В это время в зале появились два жандармских офицера, просивших выключить репродукторы.
— Меня ударили вот сюда. — Зет указал им на свой рассеченный висок.
— Мы гарантируем вам безопасность при выходе из этого здания, — пообещали они. — Вас будет сопровождать отряд полицейских. Не беспокойтесь.
— Я беспокоюсь не о себе. Я беспокоюсь обо всех тех, кого вы видите в этом зале.
— Меры будут приняты. Но пока есть приказ выключить репродукторы.

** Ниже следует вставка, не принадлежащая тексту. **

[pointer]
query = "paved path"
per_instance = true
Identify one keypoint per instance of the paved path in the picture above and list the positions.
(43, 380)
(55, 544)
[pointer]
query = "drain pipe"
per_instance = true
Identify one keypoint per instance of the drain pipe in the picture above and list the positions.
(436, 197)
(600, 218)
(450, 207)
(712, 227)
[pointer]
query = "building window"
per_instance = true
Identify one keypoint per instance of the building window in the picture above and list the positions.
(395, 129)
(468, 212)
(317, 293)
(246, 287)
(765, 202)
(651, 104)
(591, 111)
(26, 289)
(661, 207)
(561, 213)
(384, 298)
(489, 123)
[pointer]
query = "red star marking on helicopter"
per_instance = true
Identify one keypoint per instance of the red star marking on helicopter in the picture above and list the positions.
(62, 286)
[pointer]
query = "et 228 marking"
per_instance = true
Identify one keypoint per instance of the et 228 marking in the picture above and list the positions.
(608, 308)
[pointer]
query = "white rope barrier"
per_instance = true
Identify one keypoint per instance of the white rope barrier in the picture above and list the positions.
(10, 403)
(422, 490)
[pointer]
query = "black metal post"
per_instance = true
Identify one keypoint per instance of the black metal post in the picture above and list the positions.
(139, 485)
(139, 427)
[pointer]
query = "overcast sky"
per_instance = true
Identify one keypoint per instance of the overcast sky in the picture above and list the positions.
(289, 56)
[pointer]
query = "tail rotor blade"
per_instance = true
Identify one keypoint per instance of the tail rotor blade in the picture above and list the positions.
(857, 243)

— Репродукторы нельзя выключить. Многих, очень многих сторонников мира, которые пришли к клубу, мы вынуждены были не пустить в зал, потому что вместе с ними ворвались бы хулиганы. Эти люди сейчас на улице. Они должны слышать то, что здесь говорится.
— Это возбуждает оппозиционно настроенную толпу.

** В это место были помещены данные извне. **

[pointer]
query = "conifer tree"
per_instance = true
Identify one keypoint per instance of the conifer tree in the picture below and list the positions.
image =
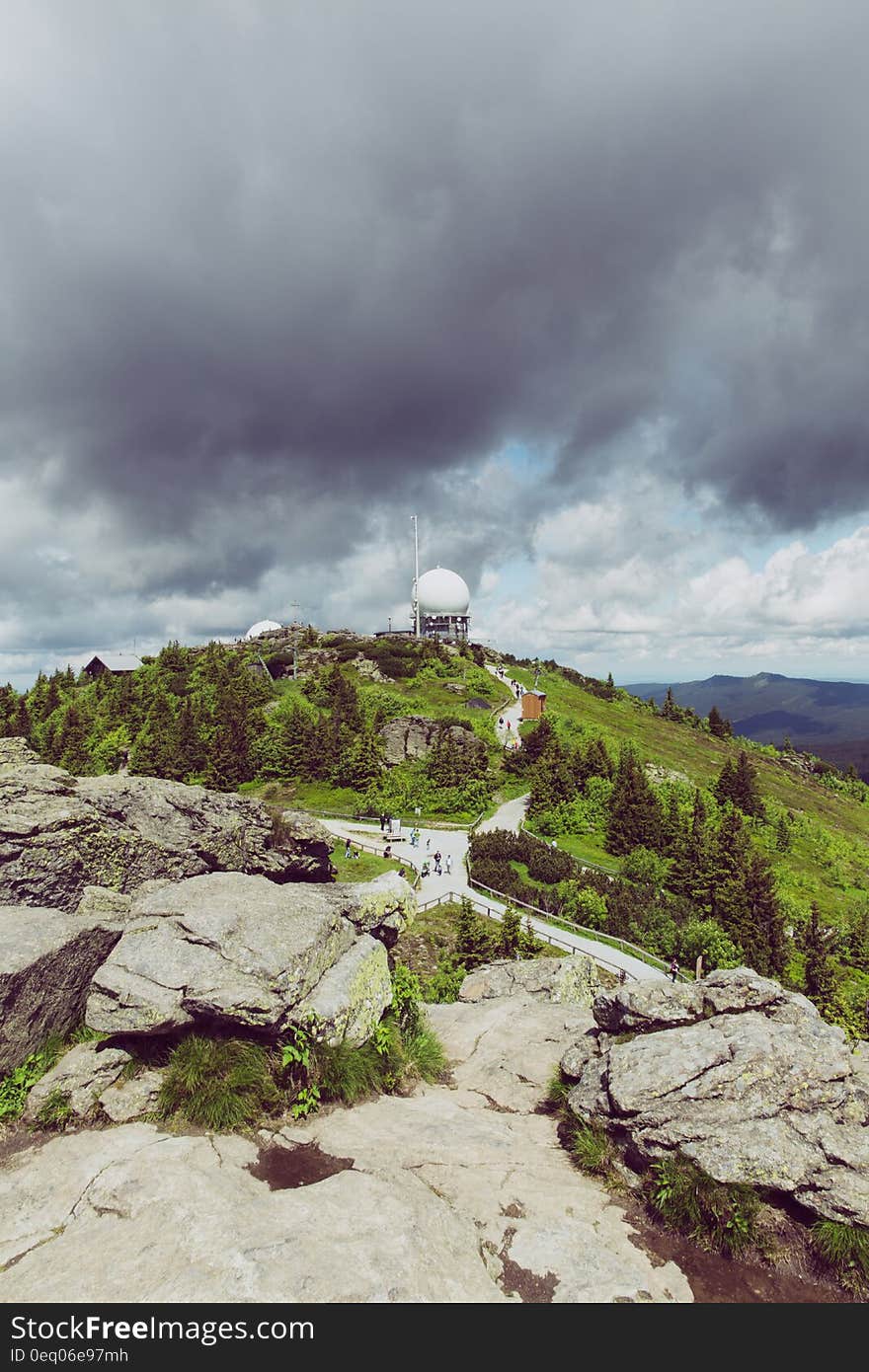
(510, 933)
(634, 812)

— Долг полиции — разогнать ее. Митинг идет у нас. Не у них. Куда смотрят полицейские? Они явились сюда, чтобы охранять или предавать нас?
— Но, господин депутат...
— В последний раз я призываю Прокурора, Генерала, Префекта, Номарха и Министра защитить жизнь Спатопулоса. Судьба его до сих пор неизвестна.
14
Префект влетел в гостиницу, где сидел перепуганный Спатопулос.
— Ваши единомышленники, господин Спатопулос, считают, — сказал Префект, — что вас похитили и истязают, как в гангстерском фильме. Поэтому разрешите, пожалуйста, мне сопровождать вас, мы пойдем в клуб, а то репродукторы без конца повторяют воззвания господина Зет.
— Что здесь творится? — возмущался Спатопулос. — Где мы находимся? В Катанге?
— Воззвания Зет возбуждают людей.
— Почему вы не вмешиваетесь? Почему не разгоняете толпу?
— Уже начали ее разгонять.
Когда они шли по площади, Спатопулос услышал, как полицейские говорили:
— Теперь, ребята, расходитесь, завтра его прикончите... Подайтесь немного назад.
А когда они были на пороге клуба, за их спиной раздавались голоса:
— Может, здесь есть еще дверь и через нее они сбежали от нас?
— Сволочи, вы умрете!
— Зет, ты умрешь!
— Что здесь творится, господин Префект? — повторил Спатопулос более решительным тоном. — Вы разве не слышите, что они кричат? Почему вы их не арестовываете? Куда смотрят люди, облеченные властью?